Your email address will not be published.Required fields are marked*

Recipe Rating




Comments:

  1. 5 stars
    One of my favorite soups – always at the top of my list when soup season comes! I’ve started adding some corn – makes it even more yummy! It’s on our menu this week. I also love the leftovers for lunch!

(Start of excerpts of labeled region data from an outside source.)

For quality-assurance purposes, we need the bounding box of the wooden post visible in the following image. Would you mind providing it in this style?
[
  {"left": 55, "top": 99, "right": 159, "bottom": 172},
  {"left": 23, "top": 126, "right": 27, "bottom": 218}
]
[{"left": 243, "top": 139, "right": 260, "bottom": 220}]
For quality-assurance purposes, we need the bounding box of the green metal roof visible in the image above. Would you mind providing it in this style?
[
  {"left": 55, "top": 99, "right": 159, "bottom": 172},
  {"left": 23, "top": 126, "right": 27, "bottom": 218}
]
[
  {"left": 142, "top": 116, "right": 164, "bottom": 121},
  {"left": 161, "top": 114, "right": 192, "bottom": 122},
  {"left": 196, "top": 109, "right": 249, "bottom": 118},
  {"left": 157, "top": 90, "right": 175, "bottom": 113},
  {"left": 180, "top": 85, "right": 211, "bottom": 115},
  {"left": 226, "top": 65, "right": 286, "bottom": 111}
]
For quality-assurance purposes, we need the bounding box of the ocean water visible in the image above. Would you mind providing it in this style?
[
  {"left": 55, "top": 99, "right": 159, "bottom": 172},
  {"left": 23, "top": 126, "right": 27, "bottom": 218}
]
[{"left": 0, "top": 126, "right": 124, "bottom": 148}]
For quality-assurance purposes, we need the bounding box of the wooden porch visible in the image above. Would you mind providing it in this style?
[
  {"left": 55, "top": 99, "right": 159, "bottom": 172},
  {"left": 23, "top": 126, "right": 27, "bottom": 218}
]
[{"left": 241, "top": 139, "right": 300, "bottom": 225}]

  2. Omgosh ‼️ I’m rating this recipe 5 ⭐️ It’s amazing just the two of us here it last us all week. So good. I even add a couple favorite too.

    1. 5 stars
      I haven’t even tried this yet, but I know it will be delish!!!! My sister sent me this recipe and I am making it tonight. My husband has heart failure and ckd3, but this will be super simple to fix without the salt. I can’t wait to get it done

  3. 5 stars
    This is the same recipe my sister gave me years ago and I LOVE it. It’s a delicious twist on traditional chili. It’s always gone when I take it to autumn potlucks.

  4. 5 stars
    The sour cream and cheese make this chili so creamy. It’s one of our family’s favorite soups. Especially in the fall!

  5. 5 stars
    White Chicken Chili is my favorite kind of chili! I love this recipe and pair it with your cornbread muffins too. Such a good combo!

  6. 5 stars
    This is our favorite white chicken chili recipe!! We have it on repeat all fall and winter long. And we always serve it with your cornbread recipe.

  7. 5 stars
    我的家人最喜欢的食谱。bob综合手机客户一个快速和easy dinner for any night. I added corn to ot and it always comes out so good.

  8. 5 stars
    I love this so much! I made it for the first time a couple of weeks ago using a rotisserie chicken… served it over rice with a HUGE helping of shredded pepperjack cheese…. OH MY GOSH a bowl of heaven! So delish.

  9. 5 stars
    I made this over the weekend and it is absolutely delicious! It is so comforting and filling. It is now a family favorite!! Thanks for sharing such delicious recipes!